だがここで迷えば、全部が中途半端になる。
「広場を使う」
レオンは言った。
「配給所の脇だけじゃ足りない」
「鍋を二つ。列は子どもと老人を先に。働き手は午後へ回す」
「文句は出ます」
とセリス。
「知ってる」
「領都民は、“なぜ村を優先した次は子どもなのか”と言います」
「村側は、“領都で鍋を炊く余裕があるなら、先にこっちへ回せ”と言うでしょう」
「それも知ってる」
レオンは短く返した。
だから順番が要る。
そしてその順番を、紙と現場の両方で見せる必要がある。
ヘルマンが古い指で机を叩く。
「なら、今日のうちに控え札を分け直しますか」
「やる」
とレオン。
「村便向け、領都炊き出し向け、緊急病人向け」
「ごちゃ混ぜのままだと、明日揉める」
カイルが少しだけ顔を強くした。
「見回りはどうしましょう」
「落とさない」
ドルクより先にレオンが答えた。
「こういう時ほど煽る奴が出る」
「鍋場、木材置き場、北門。

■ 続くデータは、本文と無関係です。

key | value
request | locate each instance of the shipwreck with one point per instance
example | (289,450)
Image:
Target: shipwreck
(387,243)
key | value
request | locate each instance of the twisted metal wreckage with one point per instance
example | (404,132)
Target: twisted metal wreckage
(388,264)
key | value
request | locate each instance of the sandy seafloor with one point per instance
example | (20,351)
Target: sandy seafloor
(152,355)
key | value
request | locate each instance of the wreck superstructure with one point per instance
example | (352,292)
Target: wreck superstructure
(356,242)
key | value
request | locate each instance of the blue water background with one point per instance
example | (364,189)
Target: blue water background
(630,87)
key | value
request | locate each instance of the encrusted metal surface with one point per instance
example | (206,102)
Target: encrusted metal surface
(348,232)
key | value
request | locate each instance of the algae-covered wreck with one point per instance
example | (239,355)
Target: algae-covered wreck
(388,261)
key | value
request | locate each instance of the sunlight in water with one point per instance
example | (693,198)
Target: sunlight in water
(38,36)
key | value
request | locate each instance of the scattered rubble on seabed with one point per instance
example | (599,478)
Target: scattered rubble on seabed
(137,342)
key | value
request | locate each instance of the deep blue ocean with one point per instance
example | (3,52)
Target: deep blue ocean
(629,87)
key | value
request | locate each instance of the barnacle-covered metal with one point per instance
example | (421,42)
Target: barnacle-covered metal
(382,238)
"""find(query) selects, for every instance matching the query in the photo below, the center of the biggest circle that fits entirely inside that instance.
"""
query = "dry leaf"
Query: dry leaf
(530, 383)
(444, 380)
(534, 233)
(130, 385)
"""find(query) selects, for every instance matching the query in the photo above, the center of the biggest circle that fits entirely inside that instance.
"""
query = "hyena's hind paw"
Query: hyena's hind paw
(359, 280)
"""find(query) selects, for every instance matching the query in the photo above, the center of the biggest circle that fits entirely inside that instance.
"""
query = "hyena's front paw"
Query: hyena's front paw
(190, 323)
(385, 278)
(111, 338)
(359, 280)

そこは厚くする」
旧役人派の残り火は、完全には消えていない。
山を切っても、空気まではすぐ変わらない。
「殿下」
とフィアナが呼んだ。
「何だ」
「広場に鍋を立てるなら、私も出ます」
「分かってる」
「……驚かれないのですね」
「今さら君が部屋の奥で待つとは思ってない」
フィアナは一拍だけ黙った。
それから、ほんの少しだけ目元の力を抜く。
「では、遠慮なく」
会議はそこから速かった。
マルタが鍋場の手を集める。
カイルが列整理の若手を選ぶ。
ドルクが鍋場と木材置き場の見張りを切り分ける。
セリスが控え札の形式を揃え、ヘルマンが仮名簿との照合順を作る。
一つずつ紙に落ちる。
外へ出ると、雪は朝より少し締まっていた。
石畳を踏むたび、きしりと硬い音がする。
広場では、もう長机が運び込まれ始めていた。
鍋も来た。
木材も寄せられている。
誰も笑ってはいない。
でも、止まってもいない。
レオンは白くなった広場を見渡した。
今日やるべきことは多い。
明日はもっと多い。
この冬が楽になることは、たぶんない。
それでも、動かしたまま迎えるしかない。
夕方近く、最初の鍋場の形がようやく見えた。
風よけ板。
薪の山。
控え札の箱。
簡易の列柵。
器を重ねた木箱。
修理上がりの鍋を置く台。
完璧にはほど遠い。
だが、前よりはましだった。
「夜明け前から始めます」
とマルタが言う。
「火を早く入れないと、並ぶ人の方が先に冷えます」
「頼む」
とレオン。
「頼まれなくてもやりますよ」
マルタは肩をすくめた。
「ここで止めたら、明日の方が面倒ですからね」
その言い方は、この領地らしくて少しよかった。
日が落ちる頃には、広場の端にもう人影があった。
まだ鍋は空だ。
火も小さい。
それでも、待つために来ている。
一人。
二人。
三人。
外套をきつく合わせた女。
腕を抱いた老人。
痩せた少年。
列と呼ぶにはまだ短い。
だが、明日にはそれが伸びる。
レオンは雪の残る石畳の上で、その影をしばらく見ていた。
冬が来たのだと思う。
戦より静かで、でも確実に人を削るものが、ようやく領都の中へ入り込んできた。
そして翌朝、その列は彼の予想よりずっと長くなっていた。